Somewhere on the other side of Syracuse he fell asleep with the rumbling belly of the bus and woke only briefly during the stop in Albany. At quarter after four in the morning, they rolled up into the Port Authority, easing to a stop amid the throng of buses. Groggy and rubbing his eyes, Dwayne stepped down into the crowd, struck by the smell of cleaning solution and urine, awash in a sea of human flotsam, and pushed his way toward the escalators and the streets of Hell’s Kitchen.

In an instant, hands grabbed either arm and his feet flew out from beneath him. He went face-first onto the floor, smashing his nose so that blood gushed into a pool he choked on.

“Stay down!” someone shouted.

Dwayne felt a hand grip his neck and the cold muzzle of a pistol against his temple. Around him a widening circle of nameless faces gaped and shrieked and the cold edges of handcuffs-something he’d felt before-bit into his wrists.

“We got him!

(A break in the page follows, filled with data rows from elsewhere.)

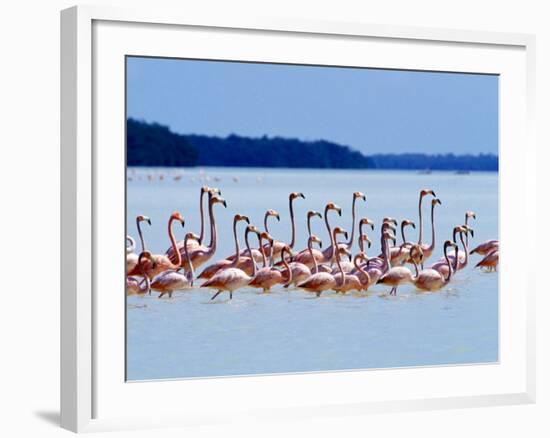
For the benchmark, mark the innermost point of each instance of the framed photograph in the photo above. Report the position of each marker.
(280, 218)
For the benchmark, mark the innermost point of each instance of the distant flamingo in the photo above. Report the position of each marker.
(161, 262)
(430, 279)
(279, 245)
(210, 270)
(201, 254)
(490, 261)
(133, 284)
(233, 278)
(168, 282)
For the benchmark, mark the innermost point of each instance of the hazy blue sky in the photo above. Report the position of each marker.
(370, 110)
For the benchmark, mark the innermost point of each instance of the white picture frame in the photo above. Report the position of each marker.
(93, 396)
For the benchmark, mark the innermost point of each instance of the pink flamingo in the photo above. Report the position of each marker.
(428, 249)
(490, 261)
(300, 271)
(201, 254)
(279, 245)
(233, 278)
(133, 284)
(161, 262)
(486, 247)
(268, 276)
(168, 282)
(424, 192)
(431, 279)
(209, 271)
(304, 257)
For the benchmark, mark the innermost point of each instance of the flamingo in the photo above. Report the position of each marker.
(195, 247)
(268, 276)
(279, 245)
(396, 275)
(133, 284)
(467, 216)
(400, 254)
(486, 247)
(161, 262)
(300, 271)
(428, 249)
(431, 279)
(318, 281)
(304, 257)
(209, 271)
(201, 254)
(233, 278)
(328, 252)
(168, 282)
(423, 193)
(490, 261)
(356, 196)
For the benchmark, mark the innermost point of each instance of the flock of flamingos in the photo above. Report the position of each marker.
(274, 262)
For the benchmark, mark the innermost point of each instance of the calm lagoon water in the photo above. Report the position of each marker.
(289, 331)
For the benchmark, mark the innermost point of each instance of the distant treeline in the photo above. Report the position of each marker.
(155, 145)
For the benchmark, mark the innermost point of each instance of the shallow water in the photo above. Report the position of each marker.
(291, 331)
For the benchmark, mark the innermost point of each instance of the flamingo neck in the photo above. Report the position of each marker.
(310, 248)
(287, 267)
(189, 261)
(213, 232)
(247, 242)
(293, 236)
(432, 246)
(352, 235)
(174, 244)
(420, 220)
(140, 233)
(337, 255)
(201, 202)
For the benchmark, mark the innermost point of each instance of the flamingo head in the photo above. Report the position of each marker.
(315, 239)
(333, 206)
(466, 229)
(273, 213)
(147, 255)
(295, 195)
(425, 192)
(366, 221)
(339, 230)
(365, 238)
(312, 213)
(240, 217)
(389, 236)
(142, 218)
(416, 253)
(176, 216)
(218, 200)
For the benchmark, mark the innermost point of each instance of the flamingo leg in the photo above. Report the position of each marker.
(215, 295)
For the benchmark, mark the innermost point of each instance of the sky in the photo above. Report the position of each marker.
(370, 110)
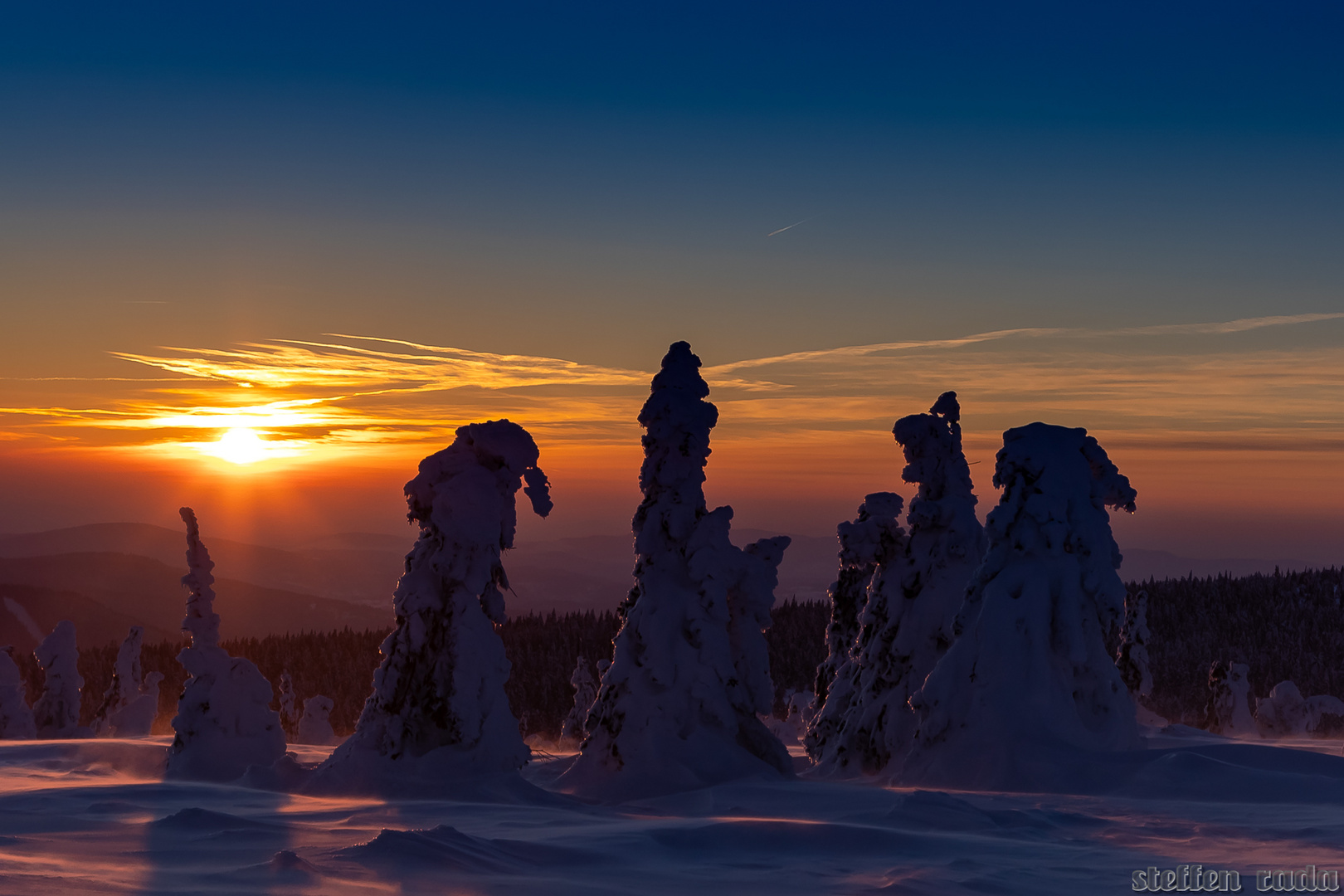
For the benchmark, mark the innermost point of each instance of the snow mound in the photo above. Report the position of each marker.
(1029, 685)
(17, 720)
(56, 711)
(438, 694)
(225, 723)
(679, 705)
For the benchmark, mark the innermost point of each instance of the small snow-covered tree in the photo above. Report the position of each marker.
(225, 722)
(314, 726)
(438, 694)
(136, 718)
(585, 692)
(17, 720)
(1029, 684)
(1132, 655)
(679, 705)
(906, 624)
(871, 540)
(288, 702)
(125, 683)
(56, 711)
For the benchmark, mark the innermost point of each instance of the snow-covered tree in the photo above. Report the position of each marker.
(585, 692)
(136, 718)
(314, 726)
(1029, 685)
(288, 702)
(906, 624)
(1285, 712)
(225, 722)
(56, 711)
(125, 683)
(679, 705)
(438, 699)
(17, 720)
(1132, 655)
(873, 539)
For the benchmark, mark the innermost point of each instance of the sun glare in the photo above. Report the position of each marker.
(241, 445)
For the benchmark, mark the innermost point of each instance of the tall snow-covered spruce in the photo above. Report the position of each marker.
(869, 542)
(438, 709)
(56, 711)
(678, 709)
(225, 722)
(1029, 689)
(906, 622)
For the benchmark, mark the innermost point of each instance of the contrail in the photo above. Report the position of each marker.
(791, 226)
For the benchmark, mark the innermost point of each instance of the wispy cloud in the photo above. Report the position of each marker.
(370, 394)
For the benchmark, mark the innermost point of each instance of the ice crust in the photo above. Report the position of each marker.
(678, 709)
(225, 723)
(17, 720)
(438, 707)
(1029, 684)
(56, 711)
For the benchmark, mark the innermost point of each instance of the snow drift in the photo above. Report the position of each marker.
(225, 722)
(438, 709)
(678, 709)
(1029, 685)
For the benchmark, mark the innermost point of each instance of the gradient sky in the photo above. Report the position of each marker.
(388, 221)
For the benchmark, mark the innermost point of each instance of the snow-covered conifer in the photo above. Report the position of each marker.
(17, 720)
(906, 624)
(314, 726)
(136, 719)
(1132, 655)
(874, 538)
(679, 705)
(225, 722)
(1029, 684)
(288, 702)
(125, 683)
(56, 711)
(585, 692)
(438, 699)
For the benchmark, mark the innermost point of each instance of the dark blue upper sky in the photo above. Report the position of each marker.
(999, 164)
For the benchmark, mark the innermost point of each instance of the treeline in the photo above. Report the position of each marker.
(1283, 626)
(542, 649)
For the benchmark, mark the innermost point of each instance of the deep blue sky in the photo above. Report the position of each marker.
(606, 176)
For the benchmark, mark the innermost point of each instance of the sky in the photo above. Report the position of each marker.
(318, 238)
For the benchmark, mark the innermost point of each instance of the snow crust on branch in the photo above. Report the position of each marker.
(1132, 655)
(679, 705)
(17, 720)
(438, 705)
(314, 726)
(56, 711)
(1029, 684)
(906, 622)
(225, 722)
(125, 683)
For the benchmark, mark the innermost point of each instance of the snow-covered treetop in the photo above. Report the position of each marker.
(492, 455)
(202, 622)
(1040, 468)
(676, 446)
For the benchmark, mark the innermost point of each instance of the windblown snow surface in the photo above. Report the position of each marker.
(95, 817)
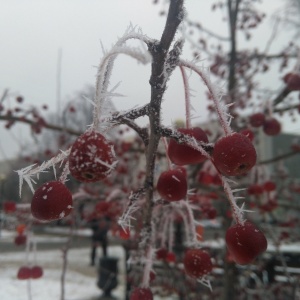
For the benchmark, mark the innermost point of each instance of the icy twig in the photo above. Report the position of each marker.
(216, 94)
(237, 211)
(125, 220)
(25, 174)
(106, 65)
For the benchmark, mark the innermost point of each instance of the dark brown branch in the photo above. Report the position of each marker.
(158, 80)
(278, 158)
(45, 125)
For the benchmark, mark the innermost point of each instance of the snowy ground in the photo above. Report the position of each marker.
(81, 278)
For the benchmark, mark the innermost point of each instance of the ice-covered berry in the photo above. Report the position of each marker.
(245, 242)
(248, 133)
(91, 158)
(182, 154)
(51, 201)
(197, 263)
(234, 155)
(141, 294)
(172, 185)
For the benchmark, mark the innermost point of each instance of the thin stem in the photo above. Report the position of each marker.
(167, 157)
(237, 214)
(220, 109)
(186, 97)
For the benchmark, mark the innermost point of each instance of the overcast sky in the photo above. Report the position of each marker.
(33, 31)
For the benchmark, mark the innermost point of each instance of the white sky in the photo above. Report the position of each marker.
(33, 31)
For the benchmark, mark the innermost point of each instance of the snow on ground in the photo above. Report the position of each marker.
(81, 279)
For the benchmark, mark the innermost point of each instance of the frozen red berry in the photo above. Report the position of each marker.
(257, 119)
(161, 253)
(269, 186)
(245, 242)
(51, 201)
(141, 294)
(234, 155)
(20, 239)
(91, 158)
(197, 263)
(272, 127)
(36, 272)
(171, 257)
(205, 178)
(255, 189)
(24, 273)
(292, 81)
(248, 133)
(124, 233)
(182, 154)
(172, 185)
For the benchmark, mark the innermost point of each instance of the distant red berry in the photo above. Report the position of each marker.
(171, 257)
(197, 263)
(257, 119)
(234, 155)
(141, 294)
(292, 81)
(161, 253)
(272, 127)
(248, 133)
(51, 201)
(124, 233)
(172, 185)
(269, 186)
(91, 157)
(19, 99)
(182, 154)
(24, 273)
(36, 272)
(245, 242)
(20, 239)
(9, 206)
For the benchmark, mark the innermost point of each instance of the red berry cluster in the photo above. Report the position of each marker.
(234, 155)
(91, 157)
(245, 242)
(197, 263)
(271, 126)
(140, 293)
(34, 272)
(51, 201)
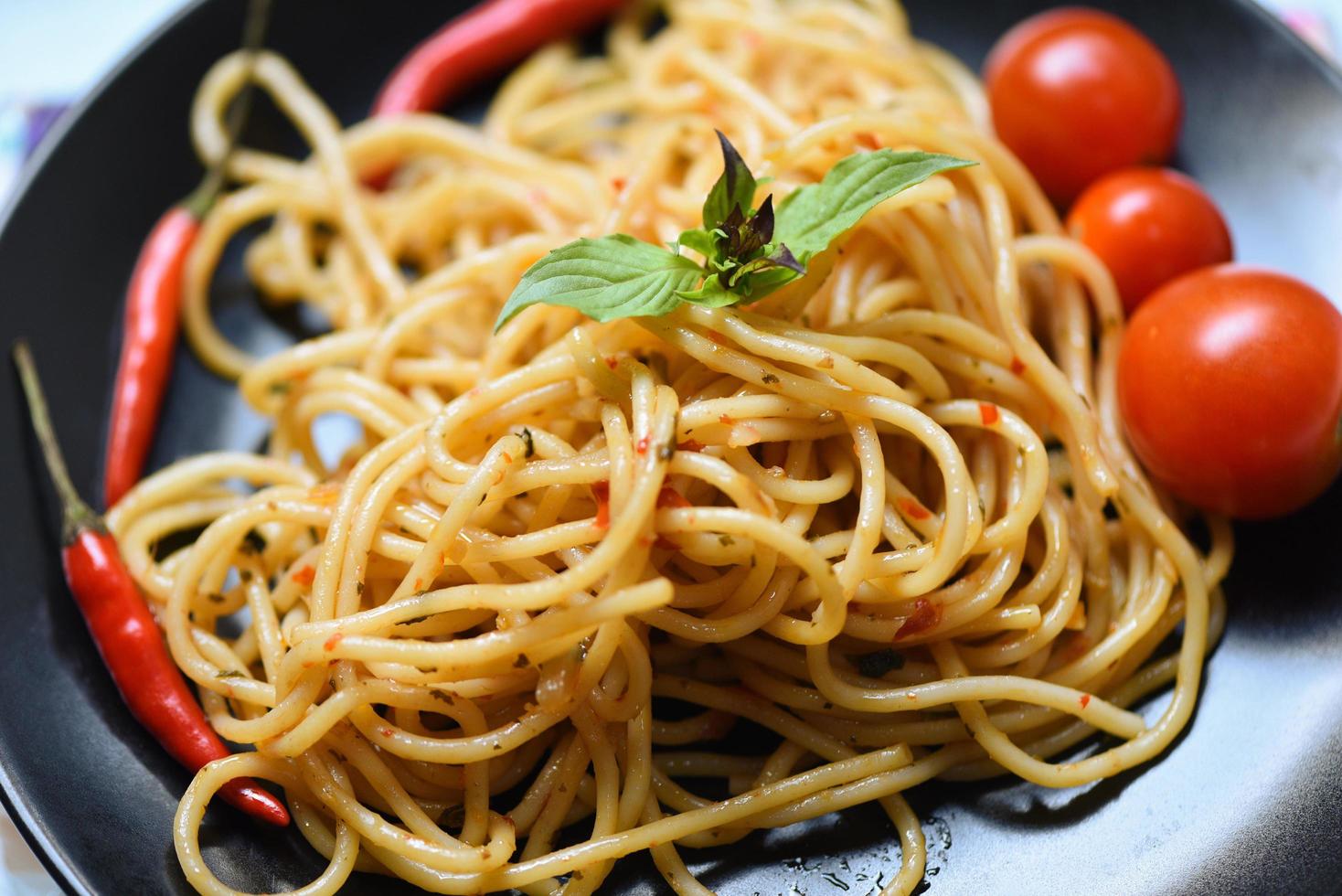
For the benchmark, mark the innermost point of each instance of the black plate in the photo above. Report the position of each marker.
(1246, 803)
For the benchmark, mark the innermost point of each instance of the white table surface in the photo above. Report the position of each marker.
(52, 51)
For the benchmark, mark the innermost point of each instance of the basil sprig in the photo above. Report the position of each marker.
(749, 251)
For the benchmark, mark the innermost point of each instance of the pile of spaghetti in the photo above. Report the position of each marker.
(885, 514)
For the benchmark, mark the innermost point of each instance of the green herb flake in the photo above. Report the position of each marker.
(875, 666)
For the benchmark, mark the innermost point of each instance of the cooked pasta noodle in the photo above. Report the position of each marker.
(886, 514)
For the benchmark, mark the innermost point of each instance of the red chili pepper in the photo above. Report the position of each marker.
(123, 628)
(484, 42)
(154, 306)
(925, 617)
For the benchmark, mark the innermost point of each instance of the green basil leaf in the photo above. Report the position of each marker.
(711, 294)
(734, 188)
(699, 240)
(762, 283)
(608, 278)
(814, 216)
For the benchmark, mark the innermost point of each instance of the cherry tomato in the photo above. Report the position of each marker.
(1080, 92)
(1230, 382)
(1149, 226)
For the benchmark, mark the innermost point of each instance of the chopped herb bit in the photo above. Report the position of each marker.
(875, 666)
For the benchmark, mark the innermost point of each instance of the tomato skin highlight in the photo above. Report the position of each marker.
(1149, 226)
(1230, 384)
(1078, 92)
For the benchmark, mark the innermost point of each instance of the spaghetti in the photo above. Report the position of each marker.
(885, 514)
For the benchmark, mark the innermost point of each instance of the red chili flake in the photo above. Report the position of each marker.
(602, 494)
(911, 508)
(925, 617)
(671, 498)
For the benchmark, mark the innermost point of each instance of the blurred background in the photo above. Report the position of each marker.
(55, 51)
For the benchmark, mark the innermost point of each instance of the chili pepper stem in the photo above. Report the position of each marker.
(75, 514)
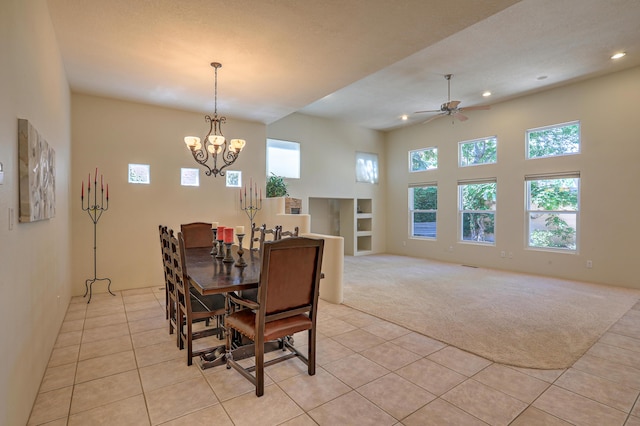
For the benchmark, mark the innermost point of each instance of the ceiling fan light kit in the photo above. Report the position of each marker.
(451, 107)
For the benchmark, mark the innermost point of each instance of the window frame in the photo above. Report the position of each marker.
(413, 210)
(491, 210)
(271, 160)
(189, 176)
(365, 175)
(147, 172)
(475, 141)
(553, 126)
(431, 148)
(529, 211)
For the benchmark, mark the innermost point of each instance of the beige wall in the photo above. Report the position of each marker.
(110, 134)
(34, 257)
(328, 149)
(607, 108)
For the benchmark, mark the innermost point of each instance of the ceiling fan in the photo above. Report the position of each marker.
(451, 107)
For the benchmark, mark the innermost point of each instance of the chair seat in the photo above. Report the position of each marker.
(245, 322)
(201, 303)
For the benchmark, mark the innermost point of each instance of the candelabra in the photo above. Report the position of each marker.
(251, 205)
(220, 251)
(214, 249)
(240, 262)
(95, 212)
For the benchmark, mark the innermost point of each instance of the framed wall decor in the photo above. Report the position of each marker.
(37, 174)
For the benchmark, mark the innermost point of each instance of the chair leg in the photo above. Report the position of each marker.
(311, 354)
(259, 349)
(188, 334)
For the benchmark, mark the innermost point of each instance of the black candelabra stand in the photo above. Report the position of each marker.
(95, 211)
(251, 204)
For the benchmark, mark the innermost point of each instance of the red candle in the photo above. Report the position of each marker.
(228, 235)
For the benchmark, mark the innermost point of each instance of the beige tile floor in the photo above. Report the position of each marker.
(114, 363)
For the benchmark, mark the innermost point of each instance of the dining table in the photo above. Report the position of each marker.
(210, 275)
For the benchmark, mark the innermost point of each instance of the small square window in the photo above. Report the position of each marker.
(479, 151)
(553, 141)
(366, 167)
(139, 173)
(423, 159)
(283, 158)
(189, 177)
(234, 178)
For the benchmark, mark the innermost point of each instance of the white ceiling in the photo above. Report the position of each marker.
(364, 61)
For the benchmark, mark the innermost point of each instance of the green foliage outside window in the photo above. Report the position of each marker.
(476, 198)
(424, 211)
(553, 141)
(553, 206)
(423, 159)
(481, 151)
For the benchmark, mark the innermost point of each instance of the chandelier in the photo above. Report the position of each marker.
(215, 145)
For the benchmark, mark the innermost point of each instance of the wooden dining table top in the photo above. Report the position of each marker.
(211, 276)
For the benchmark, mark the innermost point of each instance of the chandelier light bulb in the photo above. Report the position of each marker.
(214, 142)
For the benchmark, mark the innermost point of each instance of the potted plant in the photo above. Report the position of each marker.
(276, 186)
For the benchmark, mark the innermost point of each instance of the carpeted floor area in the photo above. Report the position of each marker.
(515, 319)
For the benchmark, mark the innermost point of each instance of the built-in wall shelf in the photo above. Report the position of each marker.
(364, 222)
(353, 219)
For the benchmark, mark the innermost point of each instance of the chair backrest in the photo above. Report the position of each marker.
(166, 253)
(290, 277)
(197, 234)
(179, 271)
(283, 234)
(269, 234)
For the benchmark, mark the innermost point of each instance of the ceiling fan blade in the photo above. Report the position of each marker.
(476, 108)
(433, 118)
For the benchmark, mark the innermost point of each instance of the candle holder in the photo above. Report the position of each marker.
(240, 263)
(95, 211)
(251, 205)
(220, 254)
(214, 249)
(228, 258)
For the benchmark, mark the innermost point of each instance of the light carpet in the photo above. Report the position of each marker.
(511, 318)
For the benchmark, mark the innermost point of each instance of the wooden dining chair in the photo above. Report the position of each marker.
(191, 309)
(169, 287)
(197, 234)
(287, 304)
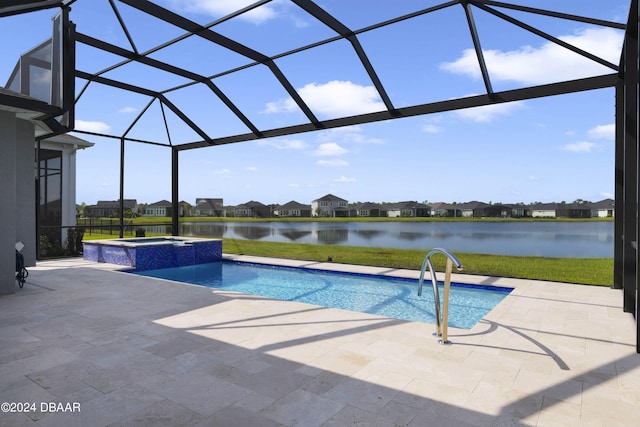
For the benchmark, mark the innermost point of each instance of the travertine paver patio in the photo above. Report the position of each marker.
(131, 350)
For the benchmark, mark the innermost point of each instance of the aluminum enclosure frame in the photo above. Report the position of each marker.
(623, 77)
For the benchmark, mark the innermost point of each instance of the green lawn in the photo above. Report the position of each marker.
(592, 271)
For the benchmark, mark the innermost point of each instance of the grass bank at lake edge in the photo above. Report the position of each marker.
(590, 271)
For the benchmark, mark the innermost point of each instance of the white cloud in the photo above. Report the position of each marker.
(488, 112)
(547, 63)
(335, 98)
(347, 134)
(344, 179)
(218, 8)
(431, 128)
(92, 126)
(603, 132)
(333, 163)
(281, 106)
(285, 144)
(580, 147)
(330, 149)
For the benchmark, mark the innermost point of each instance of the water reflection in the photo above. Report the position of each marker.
(251, 232)
(332, 236)
(553, 239)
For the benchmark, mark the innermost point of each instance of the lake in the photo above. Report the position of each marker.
(558, 239)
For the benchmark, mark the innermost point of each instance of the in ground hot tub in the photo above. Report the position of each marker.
(151, 253)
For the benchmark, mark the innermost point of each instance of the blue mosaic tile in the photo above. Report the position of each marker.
(153, 257)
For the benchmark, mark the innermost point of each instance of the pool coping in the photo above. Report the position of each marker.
(132, 349)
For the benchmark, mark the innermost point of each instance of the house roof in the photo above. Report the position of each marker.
(604, 204)
(408, 205)
(294, 205)
(330, 198)
(115, 204)
(368, 206)
(161, 203)
(205, 203)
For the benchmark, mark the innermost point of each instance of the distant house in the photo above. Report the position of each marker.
(493, 211)
(208, 207)
(111, 208)
(408, 209)
(440, 209)
(252, 209)
(161, 208)
(470, 209)
(293, 209)
(603, 209)
(370, 209)
(519, 211)
(330, 206)
(565, 210)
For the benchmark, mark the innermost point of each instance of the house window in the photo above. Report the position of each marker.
(50, 195)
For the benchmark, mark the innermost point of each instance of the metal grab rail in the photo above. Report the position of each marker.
(442, 321)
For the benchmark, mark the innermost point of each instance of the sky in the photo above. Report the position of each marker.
(543, 150)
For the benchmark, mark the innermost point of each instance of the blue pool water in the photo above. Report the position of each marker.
(388, 297)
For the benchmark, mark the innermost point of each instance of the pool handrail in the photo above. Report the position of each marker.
(441, 320)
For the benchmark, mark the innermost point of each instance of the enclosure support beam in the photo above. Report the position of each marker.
(630, 161)
(175, 202)
(618, 220)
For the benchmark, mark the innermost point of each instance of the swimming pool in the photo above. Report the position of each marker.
(383, 296)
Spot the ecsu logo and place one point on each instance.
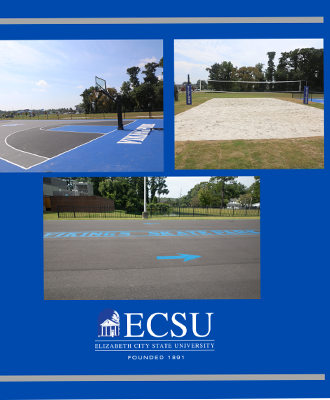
(108, 323)
(158, 325)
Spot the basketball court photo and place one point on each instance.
(59, 116)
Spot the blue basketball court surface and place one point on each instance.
(81, 146)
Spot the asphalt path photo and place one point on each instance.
(151, 259)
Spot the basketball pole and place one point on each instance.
(145, 214)
(119, 108)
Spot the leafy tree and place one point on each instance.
(221, 72)
(218, 185)
(205, 197)
(149, 72)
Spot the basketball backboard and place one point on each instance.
(100, 83)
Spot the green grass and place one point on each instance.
(299, 153)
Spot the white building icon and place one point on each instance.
(109, 328)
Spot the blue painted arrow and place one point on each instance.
(185, 257)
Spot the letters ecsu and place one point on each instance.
(200, 324)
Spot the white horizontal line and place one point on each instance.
(161, 20)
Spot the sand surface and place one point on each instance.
(231, 119)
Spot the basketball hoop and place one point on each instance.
(97, 92)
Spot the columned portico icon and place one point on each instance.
(109, 328)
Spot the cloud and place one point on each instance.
(42, 83)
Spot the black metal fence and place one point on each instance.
(106, 212)
(149, 113)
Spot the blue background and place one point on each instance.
(283, 333)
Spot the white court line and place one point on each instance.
(76, 147)
(51, 130)
(58, 154)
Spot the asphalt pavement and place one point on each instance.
(145, 259)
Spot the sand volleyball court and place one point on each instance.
(231, 119)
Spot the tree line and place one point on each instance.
(304, 64)
(135, 95)
(128, 192)
(220, 190)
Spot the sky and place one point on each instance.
(52, 74)
(194, 56)
(181, 185)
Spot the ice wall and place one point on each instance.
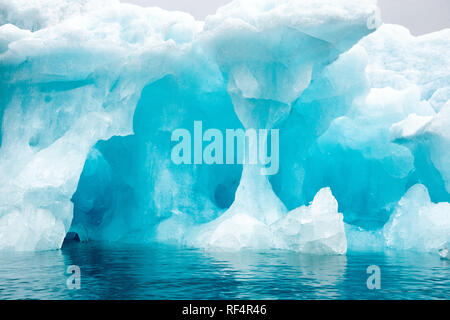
(90, 92)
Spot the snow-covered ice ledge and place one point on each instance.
(91, 90)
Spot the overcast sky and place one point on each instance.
(419, 16)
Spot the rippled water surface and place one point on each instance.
(165, 272)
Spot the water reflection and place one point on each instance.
(167, 272)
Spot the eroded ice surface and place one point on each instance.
(90, 92)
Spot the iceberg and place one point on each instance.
(92, 90)
(417, 223)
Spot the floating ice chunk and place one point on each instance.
(408, 127)
(417, 223)
(315, 229)
(444, 252)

We got the son of a bitch!”


***

Beneath the overpowering smell of Old Spice, Dwayne’s nose caught the distinct sharp edge of Black Velvet. Tiny red and purple veins webbed Jeremiah Potter’s cauliflower ears and nose, and a dusting of dandruff coated the shoulders and collar of his old blue suit coat. From where he sat, Dwayne could see the lint and spatters of food obscuring the lenses of his lawyer’s thick round glasses. The judge repeated Potter’s name, and Dwayne nudged him with an elbow so that the lawyer let out a snort and jerked upright to life. While his eyes had never closed, Dwayne felt certain the public defender had grown so skillful at his craft that he could sleep through court without ever being accused of it.

Potter stood and examined his notes, flipping back through the pages of doodling while his caterpillar eyebrows convulsed. So far he’d drawn a Viking, two nude mermaids, and a lion smoking a cigarette.

He scowled and stared at the prosecution’s witness for a moment with his own lips trembling before he said, “Detective Billick, isn’t it possible that the blood on my client’s knife came from someone other than the victim?”